A questão do terrorismo foi tema frequente e fortemente enraizado na cultura dos gringos. Mesmo a maior honraria da sétima arte não acabou escapou, quando o Oscar foi dado ao filme “Guerra ao Terror” ao invés do maravilhoso “Avatar”. Não que a película sobre guerras e bombas não mereça o prêmio, mas tal evento tornou mais do que evidente a dimensão dos privilégios por parte da academia diante do que a película em questão tinha para oferecer ao pensamento popular americano da época.

O Oscar virou ferramenta de uma ideologia armamentista americana, será o benedito?

Verificando os prós e os contras de uma transição de governo com ideologias completamente diferentes, quem acabou comendo a maior fatia do bolo foi Obama.

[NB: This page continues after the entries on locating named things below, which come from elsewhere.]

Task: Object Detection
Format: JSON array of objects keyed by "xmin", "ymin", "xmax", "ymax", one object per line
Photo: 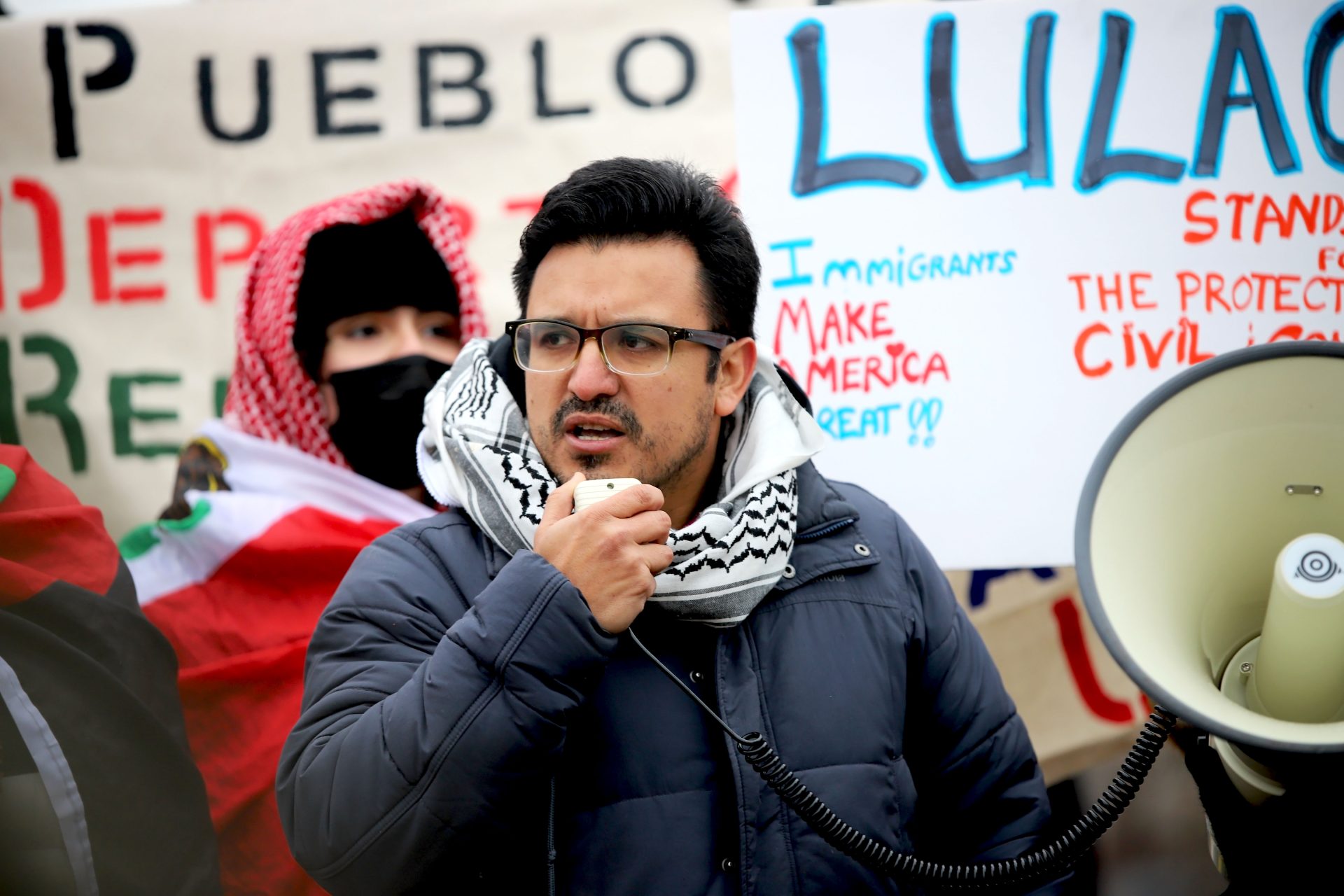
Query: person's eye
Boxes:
[
  {"xmin": 621, "ymin": 332, "xmax": 659, "ymax": 352},
  {"xmin": 538, "ymin": 329, "xmax": 574, "ymax": 348}
]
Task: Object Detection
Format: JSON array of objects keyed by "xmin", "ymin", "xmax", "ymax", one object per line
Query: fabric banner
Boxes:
[{"xmin": 0, "ymin": 0, "xmax": 822, "ymax": 536}]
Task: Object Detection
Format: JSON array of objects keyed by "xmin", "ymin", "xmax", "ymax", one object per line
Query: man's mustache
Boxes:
[{"xmin": 551, "ymin": 395, "xmax": 644, "ymax": 440}]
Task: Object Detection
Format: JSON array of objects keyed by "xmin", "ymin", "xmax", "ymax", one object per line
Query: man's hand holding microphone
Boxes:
[{"xmin": 532, "ymin": 473, "xmax": 672, "ymax": 634}]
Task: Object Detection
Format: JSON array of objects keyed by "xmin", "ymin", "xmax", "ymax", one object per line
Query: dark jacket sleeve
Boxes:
[
  {"xmin": 277, "ymin": 524, "xmax": 615, "ymax": 893},
  {"xmin": 898, "ymin": 522, "xmax": 1050, "ymax": 862}
]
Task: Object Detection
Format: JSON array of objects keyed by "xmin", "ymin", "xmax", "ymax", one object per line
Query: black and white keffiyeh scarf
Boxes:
[{"xmin": 416, "ymin": 340, "xmax": 824, "ymax": 627}]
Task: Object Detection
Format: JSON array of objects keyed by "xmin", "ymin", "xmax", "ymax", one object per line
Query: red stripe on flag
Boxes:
[
  {"xmin": 1051, "ymin": 596, "xmax": 1134, "ymax": 724},
  {"xmin": 145, "ymin": 507, "xmax": 395, "ymax": 896}
]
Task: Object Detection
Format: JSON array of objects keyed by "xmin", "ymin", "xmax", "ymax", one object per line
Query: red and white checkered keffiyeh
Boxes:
[{"xmin": 225, "ymin": 180, "xmax": 486, "ymax": 466}]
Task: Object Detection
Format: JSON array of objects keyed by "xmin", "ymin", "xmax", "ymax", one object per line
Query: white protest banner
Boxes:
[
  {"xmin": 0, "ymin": 0, "xmax": 1166, "ymax": 778},
  {"xmin": 0, "ymin": 0, "xmax": 876, "ymax": 536},
  {"xmin": 734, "ymin": 0, "xmax": 1344, "ymax": 568}
]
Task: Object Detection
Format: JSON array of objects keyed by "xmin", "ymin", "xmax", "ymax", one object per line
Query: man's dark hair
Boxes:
[{"xmin": 513, "ymin": 158, "xmax": 761, "ymax": 341}]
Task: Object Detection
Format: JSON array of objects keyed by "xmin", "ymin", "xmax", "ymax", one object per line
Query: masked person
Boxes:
[
  {"xmin": 277, "ymin": 158, "xmax": 1049, "ymax": 896},
  {"xmin": 122, "ymin": 183, "xmax": 485, "ymax": 896}
]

Falando nele, este homem está dando aos americanos um motivo a mais para curtir eleições, visto que ele mostra-se sagaz e bastante incisivo quando pretende ser. A maior prova disso foi sua ultima aparição para discutir sobre sua real nacionalidade.

Acusado formalmente pelo seu futuro antagonista nas urnas, o multimilionário Donald Trump (que parece uma mistura de Araci Balabanian com Valter Mercado) deu o pontapé inicial em uma campanha que evidencia preceitos e preconceitos genuinamente norte americanos. Em uma resposta a altura, Obama simplesmente limpou o chão com a cara de Donald, protagonizando um dos momentos mais festejados e politicamente emancipadores na carreira de qualquer presidente. Se Obama é, de fato, americano puro, não sei e nem quero saber (tenho ódio de quem sabe!), mas sua performance naquela noite foi a de um verdadeiro político americano nacionalista.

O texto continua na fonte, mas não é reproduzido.